-
Bug
-
Resolution: Won't Do
-
High
-
None
There are sporadic failures due to connectivity issues in our -upstream-stateful-snat-conntrack-oxygen- job.
There are multiple tempest.scenario failures happening on a sporadic basis. I have created a new label
"csit:snat-conntrack" to try and group these more easily.
I am filing this issue for a non-tempest failure that happened in an Oxygen release
candidate job. A subsequent job did not fail.

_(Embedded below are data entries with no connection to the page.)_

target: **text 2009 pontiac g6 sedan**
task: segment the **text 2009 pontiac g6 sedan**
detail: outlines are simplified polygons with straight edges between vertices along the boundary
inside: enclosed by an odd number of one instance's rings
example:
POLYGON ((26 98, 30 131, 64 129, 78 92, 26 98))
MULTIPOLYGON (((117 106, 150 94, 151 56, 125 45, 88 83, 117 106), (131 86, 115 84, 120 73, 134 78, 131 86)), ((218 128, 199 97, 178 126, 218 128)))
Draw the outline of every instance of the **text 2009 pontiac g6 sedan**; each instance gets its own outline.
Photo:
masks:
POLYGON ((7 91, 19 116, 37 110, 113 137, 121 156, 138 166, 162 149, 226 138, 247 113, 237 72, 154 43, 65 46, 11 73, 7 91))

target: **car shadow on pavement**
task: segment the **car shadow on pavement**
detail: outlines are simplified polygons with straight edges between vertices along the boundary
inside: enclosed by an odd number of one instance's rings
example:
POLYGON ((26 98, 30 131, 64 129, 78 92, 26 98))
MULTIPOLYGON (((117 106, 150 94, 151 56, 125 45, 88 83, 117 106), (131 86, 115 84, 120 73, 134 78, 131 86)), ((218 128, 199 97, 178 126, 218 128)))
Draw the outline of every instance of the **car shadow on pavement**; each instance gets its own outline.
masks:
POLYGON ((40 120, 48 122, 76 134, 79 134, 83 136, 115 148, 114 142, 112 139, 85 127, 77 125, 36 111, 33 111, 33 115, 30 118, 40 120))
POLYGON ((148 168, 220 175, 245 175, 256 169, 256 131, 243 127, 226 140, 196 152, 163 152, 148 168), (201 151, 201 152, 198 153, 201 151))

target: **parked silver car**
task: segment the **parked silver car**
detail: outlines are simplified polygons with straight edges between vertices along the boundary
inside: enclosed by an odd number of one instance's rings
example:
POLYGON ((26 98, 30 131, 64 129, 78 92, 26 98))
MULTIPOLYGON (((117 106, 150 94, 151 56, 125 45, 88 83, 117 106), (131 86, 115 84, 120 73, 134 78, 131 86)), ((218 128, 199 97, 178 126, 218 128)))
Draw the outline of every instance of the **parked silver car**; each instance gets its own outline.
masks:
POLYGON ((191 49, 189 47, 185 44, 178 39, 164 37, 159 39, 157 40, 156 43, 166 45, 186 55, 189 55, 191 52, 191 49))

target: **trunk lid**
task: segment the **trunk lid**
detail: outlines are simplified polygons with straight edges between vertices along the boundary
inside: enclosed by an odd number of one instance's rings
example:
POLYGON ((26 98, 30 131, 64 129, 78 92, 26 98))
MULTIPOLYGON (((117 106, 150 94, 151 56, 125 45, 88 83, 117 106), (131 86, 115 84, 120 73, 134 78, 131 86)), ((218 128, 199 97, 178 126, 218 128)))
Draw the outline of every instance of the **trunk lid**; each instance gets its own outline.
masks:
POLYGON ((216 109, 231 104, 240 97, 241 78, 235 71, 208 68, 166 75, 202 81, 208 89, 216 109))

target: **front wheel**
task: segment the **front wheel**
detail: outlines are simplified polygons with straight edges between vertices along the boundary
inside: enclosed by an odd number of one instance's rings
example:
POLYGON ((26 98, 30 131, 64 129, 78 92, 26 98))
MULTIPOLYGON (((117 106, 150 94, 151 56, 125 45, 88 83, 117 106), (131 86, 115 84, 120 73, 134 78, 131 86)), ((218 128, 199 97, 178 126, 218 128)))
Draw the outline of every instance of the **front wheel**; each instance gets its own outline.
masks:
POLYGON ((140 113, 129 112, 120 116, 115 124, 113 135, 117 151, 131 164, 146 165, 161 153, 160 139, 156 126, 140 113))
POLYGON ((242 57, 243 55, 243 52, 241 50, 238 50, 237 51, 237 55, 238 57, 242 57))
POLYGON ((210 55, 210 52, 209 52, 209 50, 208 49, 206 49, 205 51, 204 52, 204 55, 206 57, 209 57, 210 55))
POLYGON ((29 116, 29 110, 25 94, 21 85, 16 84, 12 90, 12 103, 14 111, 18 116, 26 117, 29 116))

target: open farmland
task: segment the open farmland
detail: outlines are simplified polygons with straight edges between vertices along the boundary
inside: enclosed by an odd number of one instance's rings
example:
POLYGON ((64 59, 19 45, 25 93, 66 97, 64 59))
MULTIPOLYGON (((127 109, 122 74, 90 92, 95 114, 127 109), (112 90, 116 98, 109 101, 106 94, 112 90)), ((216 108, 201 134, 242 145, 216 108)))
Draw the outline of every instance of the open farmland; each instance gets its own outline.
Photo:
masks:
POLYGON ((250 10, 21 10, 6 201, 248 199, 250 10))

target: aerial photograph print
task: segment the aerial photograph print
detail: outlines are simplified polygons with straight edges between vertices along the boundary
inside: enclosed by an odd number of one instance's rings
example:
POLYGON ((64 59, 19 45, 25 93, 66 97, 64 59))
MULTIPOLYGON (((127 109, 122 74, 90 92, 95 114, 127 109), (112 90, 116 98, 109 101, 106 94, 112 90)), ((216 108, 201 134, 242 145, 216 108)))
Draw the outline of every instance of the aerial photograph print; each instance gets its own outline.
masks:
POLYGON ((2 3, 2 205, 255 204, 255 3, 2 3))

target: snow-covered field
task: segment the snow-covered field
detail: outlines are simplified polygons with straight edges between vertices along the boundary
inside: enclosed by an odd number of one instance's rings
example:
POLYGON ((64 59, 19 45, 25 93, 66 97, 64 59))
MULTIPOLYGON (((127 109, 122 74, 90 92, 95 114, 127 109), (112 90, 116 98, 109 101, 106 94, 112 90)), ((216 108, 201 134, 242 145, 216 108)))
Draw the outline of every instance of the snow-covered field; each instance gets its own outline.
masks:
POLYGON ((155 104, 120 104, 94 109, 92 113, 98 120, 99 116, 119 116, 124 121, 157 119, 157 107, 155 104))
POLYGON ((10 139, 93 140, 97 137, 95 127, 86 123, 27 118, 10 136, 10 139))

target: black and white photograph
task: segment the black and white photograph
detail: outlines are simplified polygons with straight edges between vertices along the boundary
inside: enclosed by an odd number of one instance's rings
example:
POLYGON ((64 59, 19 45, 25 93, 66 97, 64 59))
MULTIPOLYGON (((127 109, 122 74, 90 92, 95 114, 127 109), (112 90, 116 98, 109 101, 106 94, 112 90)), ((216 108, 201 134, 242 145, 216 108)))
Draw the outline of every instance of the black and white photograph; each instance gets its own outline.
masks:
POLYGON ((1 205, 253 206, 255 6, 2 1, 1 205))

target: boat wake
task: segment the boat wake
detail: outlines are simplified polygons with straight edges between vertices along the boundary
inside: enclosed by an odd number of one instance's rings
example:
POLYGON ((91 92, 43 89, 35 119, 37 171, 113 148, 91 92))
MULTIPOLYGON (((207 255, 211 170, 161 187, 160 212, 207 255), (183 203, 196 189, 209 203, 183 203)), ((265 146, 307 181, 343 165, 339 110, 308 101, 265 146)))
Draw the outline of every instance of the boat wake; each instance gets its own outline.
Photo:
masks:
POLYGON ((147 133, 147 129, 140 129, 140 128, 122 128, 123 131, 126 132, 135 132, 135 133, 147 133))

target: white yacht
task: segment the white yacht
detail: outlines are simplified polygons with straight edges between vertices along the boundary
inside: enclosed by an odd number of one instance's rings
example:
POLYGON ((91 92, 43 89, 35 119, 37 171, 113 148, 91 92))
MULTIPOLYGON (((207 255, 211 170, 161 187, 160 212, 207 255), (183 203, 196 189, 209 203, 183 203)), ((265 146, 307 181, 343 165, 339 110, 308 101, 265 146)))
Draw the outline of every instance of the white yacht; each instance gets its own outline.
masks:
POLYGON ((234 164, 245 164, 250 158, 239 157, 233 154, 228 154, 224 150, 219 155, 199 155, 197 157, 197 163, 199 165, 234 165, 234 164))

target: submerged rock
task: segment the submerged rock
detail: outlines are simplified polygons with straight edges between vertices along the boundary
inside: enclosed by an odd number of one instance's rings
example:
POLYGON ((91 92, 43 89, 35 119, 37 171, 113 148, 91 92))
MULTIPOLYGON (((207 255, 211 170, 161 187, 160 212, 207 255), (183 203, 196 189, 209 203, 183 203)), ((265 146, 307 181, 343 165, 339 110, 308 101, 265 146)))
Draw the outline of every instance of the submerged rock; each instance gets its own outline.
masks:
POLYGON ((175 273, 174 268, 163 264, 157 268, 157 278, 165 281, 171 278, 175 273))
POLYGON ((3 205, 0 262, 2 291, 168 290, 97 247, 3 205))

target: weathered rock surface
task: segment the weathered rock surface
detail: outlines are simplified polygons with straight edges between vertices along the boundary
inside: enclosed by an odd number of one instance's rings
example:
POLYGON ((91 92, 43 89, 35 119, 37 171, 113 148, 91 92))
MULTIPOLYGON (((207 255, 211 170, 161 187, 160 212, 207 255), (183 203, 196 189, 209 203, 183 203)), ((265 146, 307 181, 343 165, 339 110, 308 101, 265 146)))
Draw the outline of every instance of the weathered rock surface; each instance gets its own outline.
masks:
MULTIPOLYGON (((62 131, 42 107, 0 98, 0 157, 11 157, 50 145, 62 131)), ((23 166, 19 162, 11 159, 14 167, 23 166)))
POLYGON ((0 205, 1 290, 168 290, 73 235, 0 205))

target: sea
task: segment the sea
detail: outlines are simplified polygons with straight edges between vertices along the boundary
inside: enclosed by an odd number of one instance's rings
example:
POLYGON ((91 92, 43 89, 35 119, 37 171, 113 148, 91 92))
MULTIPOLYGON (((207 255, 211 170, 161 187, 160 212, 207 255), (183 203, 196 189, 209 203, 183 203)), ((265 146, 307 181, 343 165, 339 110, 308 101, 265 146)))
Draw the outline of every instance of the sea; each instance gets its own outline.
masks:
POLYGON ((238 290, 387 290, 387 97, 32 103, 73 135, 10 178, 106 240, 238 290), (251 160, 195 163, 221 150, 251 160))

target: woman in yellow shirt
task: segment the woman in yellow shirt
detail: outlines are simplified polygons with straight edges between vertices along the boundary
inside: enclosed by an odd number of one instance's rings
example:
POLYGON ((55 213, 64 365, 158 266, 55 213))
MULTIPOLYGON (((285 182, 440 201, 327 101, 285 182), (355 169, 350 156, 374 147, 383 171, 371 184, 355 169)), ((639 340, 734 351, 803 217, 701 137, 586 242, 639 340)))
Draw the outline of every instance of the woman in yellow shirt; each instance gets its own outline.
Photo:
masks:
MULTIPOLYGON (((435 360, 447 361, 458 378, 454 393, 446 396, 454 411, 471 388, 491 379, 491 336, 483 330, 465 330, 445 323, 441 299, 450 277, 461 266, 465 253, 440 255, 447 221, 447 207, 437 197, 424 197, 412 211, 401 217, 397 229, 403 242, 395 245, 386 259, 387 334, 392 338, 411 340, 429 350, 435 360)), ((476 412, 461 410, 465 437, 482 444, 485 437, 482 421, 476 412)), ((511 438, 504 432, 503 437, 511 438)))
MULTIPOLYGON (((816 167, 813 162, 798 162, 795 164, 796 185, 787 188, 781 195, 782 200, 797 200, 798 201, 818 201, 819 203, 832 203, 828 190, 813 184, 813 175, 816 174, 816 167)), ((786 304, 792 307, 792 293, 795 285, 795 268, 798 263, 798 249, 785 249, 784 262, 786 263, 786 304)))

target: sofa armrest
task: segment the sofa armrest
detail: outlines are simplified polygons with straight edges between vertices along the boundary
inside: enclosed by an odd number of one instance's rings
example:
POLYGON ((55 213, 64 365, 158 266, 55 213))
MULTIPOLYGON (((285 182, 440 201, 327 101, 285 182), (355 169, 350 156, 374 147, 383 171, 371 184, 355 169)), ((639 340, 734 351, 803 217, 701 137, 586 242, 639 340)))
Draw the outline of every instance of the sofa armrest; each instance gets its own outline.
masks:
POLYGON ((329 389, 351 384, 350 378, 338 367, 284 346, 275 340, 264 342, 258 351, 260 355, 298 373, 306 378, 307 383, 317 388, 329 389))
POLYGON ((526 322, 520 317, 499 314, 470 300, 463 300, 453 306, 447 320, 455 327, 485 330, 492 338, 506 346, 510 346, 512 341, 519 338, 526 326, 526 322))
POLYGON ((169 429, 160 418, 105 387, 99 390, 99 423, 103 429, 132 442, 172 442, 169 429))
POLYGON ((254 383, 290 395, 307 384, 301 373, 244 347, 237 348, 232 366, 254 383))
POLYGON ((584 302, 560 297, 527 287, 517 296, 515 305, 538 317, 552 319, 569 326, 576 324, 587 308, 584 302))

Since the overall nature of these failures
is the same, I'm hoping there is a single (or just a few) root causes that will clean up
all the failures in tempest and otherwise.
After poking around a little bit, and comparing the flow table on a passing run's compute node 0 vs the
same node on the failing run I think it looks like some number of flows are missing in the failing run. For
example, there is no flow in table 36, but I see this in the passing job:
cookie=0x9001392, duration=486.839s, table=36, n_packets=916, n_bytes=90892, priority=5,tun_id=0x5e actions=write_metadata:0x1392000000/0xfffffffff000000,goto_table:51
Also, there are some 8 flows in table=51 in the passing job, but only 4 in the failing job.
This could be explained by a few things. Maybe the extra flows are leftovers and should
not even be there in the passing job. Or maybe the instances created in the test are
on different compute nodes resulting the the difference. Either way, I just wanted to point
it out.